BISTOURI 2.0 – Nicolas Doumerc, chirurgien en urologie au CHU de Toulouse, fait partie des premiers praticiens français à avoir réalisé des opérations assistées d’un robot. Et à avoir amorcé ce qu’il estime être une révolution médicale.
Une patiente inopérable sauvée grâce à un robot. C’est la prouesse médicale mondiale qui s’est déroulée dans les blocs opératoires du CHU de Toulouse en juillet. Une femme s’est vue transplanter le rein de sa sœur. Toutes deux ont été opérées par voie vaginale. Une opération rendue possible grâce au robot assistant Da Vinci qui permet d’opérer sans inciser l’abdomen. Jusqu’ici, cette patiente ne pouvait subir d’intervention à cause de son obésité. Grâce à cette nouvelle méthode de transplantation, elle a pu recevoir un rein.
Aux manettes, se trouvait notamment Nicolas Doumerc, chirurgien-urologue au CHU de Toulouse. «Cette intervention résume toute l’utilité des robots assistants. Elle a notamment permis de montrer à quel point ils repoussent les limites de la chirurgie», s’enthousiasme le médecin avant de couper rapidement court aux fantasmes. «Le robot n’opère pas seul. Le médecin reste au centre de l’intervention. C’est lui qui actionne les joysticks qui commandent les quatre bras de l’appareil. Le robot ne fait que reproduire les mouvements de la main humaine. Le chirurgien se trouve à deux ou trois mètres du patient et pilote grâce à des caméras qui permettent d’avoir une vision en 3D.» Infirmiers, aides-soignants restent quant à eux au chevet du patient.

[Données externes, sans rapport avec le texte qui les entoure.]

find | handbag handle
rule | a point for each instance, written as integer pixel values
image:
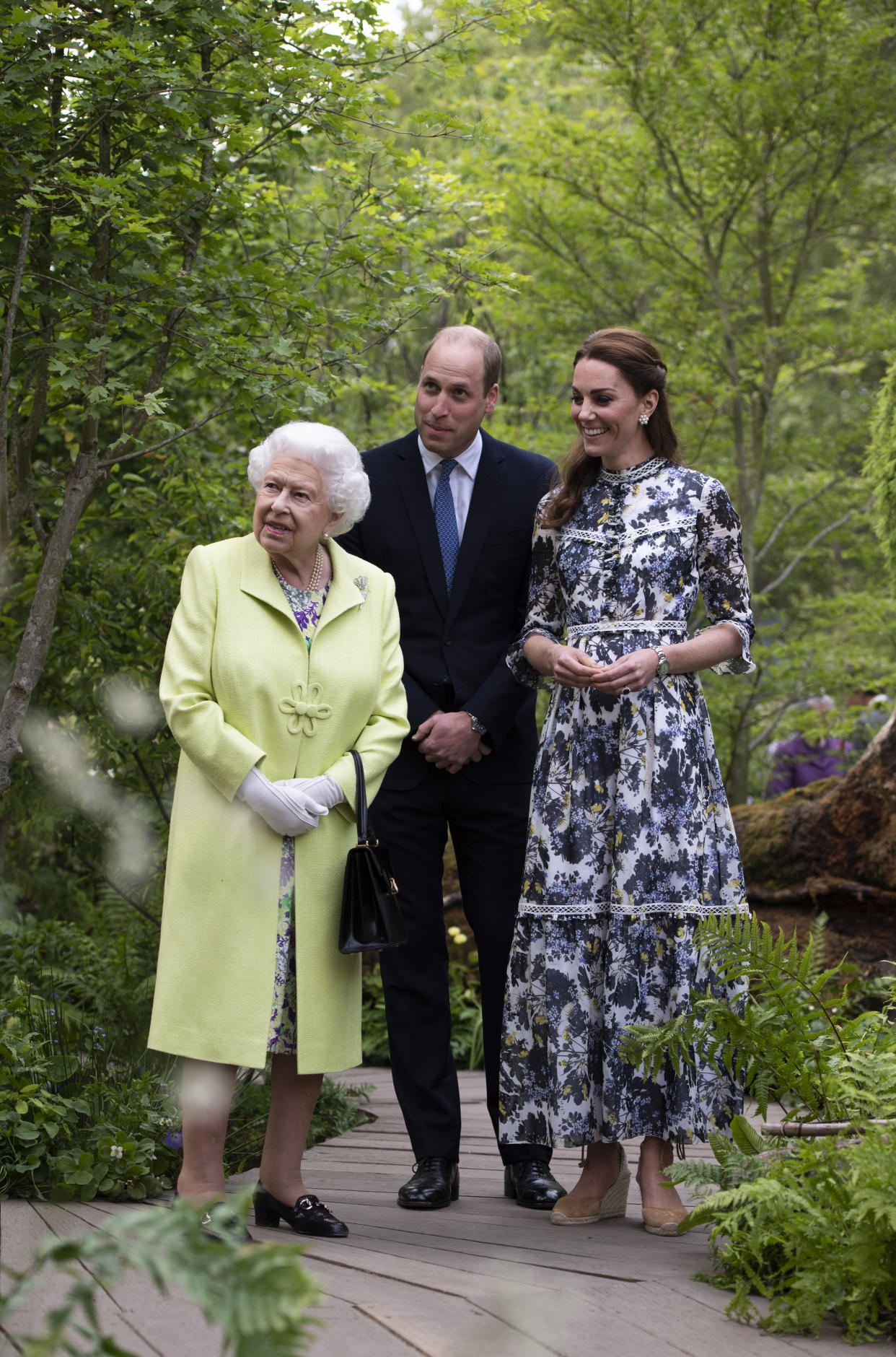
(361, 800)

“Les robots nous permettront de nous détacher de l’acte purement technique”
En 2009, le CHU de Toulouse fait partie des premiers centres hospitaliers à s’équiper de ce type d’appareil. À cette date, Nicolas Doumerc revient d’une année de formation en Australie où il a appris la chirurgie robotique. Sept ans plus tard, il est devenu l’un des experts en la matière à Toulouse. Il forme les médecins et futurs médecins à cette technologie. Et le robot fait désormais partie de sa routine. «Je réalise quasiment toutes mes interventions avec cette méthode. Cette spécialisation est nécessaire car c’est en pratiquant que l’on devient performant.» Dans le département d’urologie de Rangueil, l’utilisation du robot est loin d’être anecdotique. Elle représente près de 20 % des opérations, principalement des ablations de la prostate ou des amputations partielles du rein pour traiter des tumeurs.
Si aujourd’hui des patients viennent de toute la région pour demander à être opérés de la sorte, la méthode a aussi ses détracteurs. Notamment en raison de son coût. Chaque robot vaut 1,8 million d’euros et chaque intervention 1 500 euros. «Ce prix a vocation à baisser lorsque des concurrents à la société Intuitive surgical, qui détient aujourd’hui le monopole, seront entrés sur le marché», assure Nicolas Doumerc.
Un coût qui ne doit, selon lui, éclipser les avantages de cette technologie. «Elle apporte un réel confort pour les patients avec des saignements et des douleurs moins importants. Elle permet aussi des hospitalisations plus courtes. On pourrait imaginer, dans un futur proche, des ablations de la prostate où le patient entre le matin et sort le soir même.» Une évolution inéluctable selon le médecin, qui imagine même des opérations à distance dans des zones reculées.
Quitte à déshumaniser les soins ? «Les robots nous permettront de nous détacher de l’acte purement technique dans lequel certains confrères sont peut-être trop investis. Nous pourrons nous focaliser sur l’annonce du diagnostic, le suivi des patients… Ce sera au contraire un gain d’humanité», prédit Nicolas Doumerc.